A British expert claims that Tracey Emin’s most famous artwork, My Bed (1998), was never actually slept in by the artist. Consisting of Emin’s bed, dirty underwear, cigarette butts, vodka bottles, and boxes of contraceptive pills, the artwork was created by the artist after she spent four days in it recovering from a breakup.
According to Martin Kemp, who spoke to the Sunday Times about his multiple viewings of the work, the manner in which the bed’s sheets have been arranged do not correspond to the creases that would be formed by a person laying down and sleeping in it. Similarly, he suggests that the pillows are not dented the way they would be if someone’s head had rested on them.
The work was sold to German count Christian Duerckheim for £2.5 million ($4.3 million) at Christie’s London this July (see Christie’s Rides Tracey Emin’s Bed to £99 Million Night). The collector subsequently placed the work on loan to Tate for a minimum of 10 years.

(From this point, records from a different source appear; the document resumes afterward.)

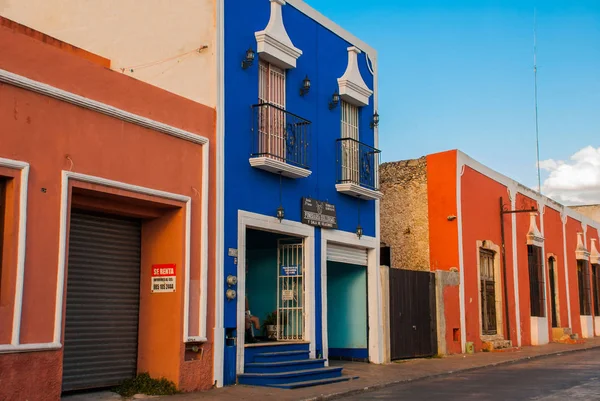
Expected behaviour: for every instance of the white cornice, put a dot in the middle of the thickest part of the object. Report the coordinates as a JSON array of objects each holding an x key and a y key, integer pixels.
[
  {"x": 352, "y": 87},
  {"x": 77, "y": 100},
  {"x": 278, "y": 167},
  {"x": 273, "y": 43},
  {"x": 352, "y": 189}
]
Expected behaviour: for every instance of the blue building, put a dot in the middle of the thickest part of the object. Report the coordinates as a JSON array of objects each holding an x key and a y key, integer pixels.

Kemp is an expert on Leonardo da Vinci and a professor emeritus of art history at Oxford University, a background that has clearly shaded his view of the work. Speaking to the Times, he explained: “Look at the various incarnations of My Bed and it’s clear that the detritus of Emin’s legendary four days in bed has been reconfigured a good deal […] It’s not just some things not arranged scrupulously, which is fine. They’re actually different items.”
Emin did not dispute Kemp’s claims, telling the paper that the bed itself was from her apartment. She suggested that the exact arrangement of the piece and items presented were intended to evoke the idea of her four days in bed rather than recreating the experience in exacting detail.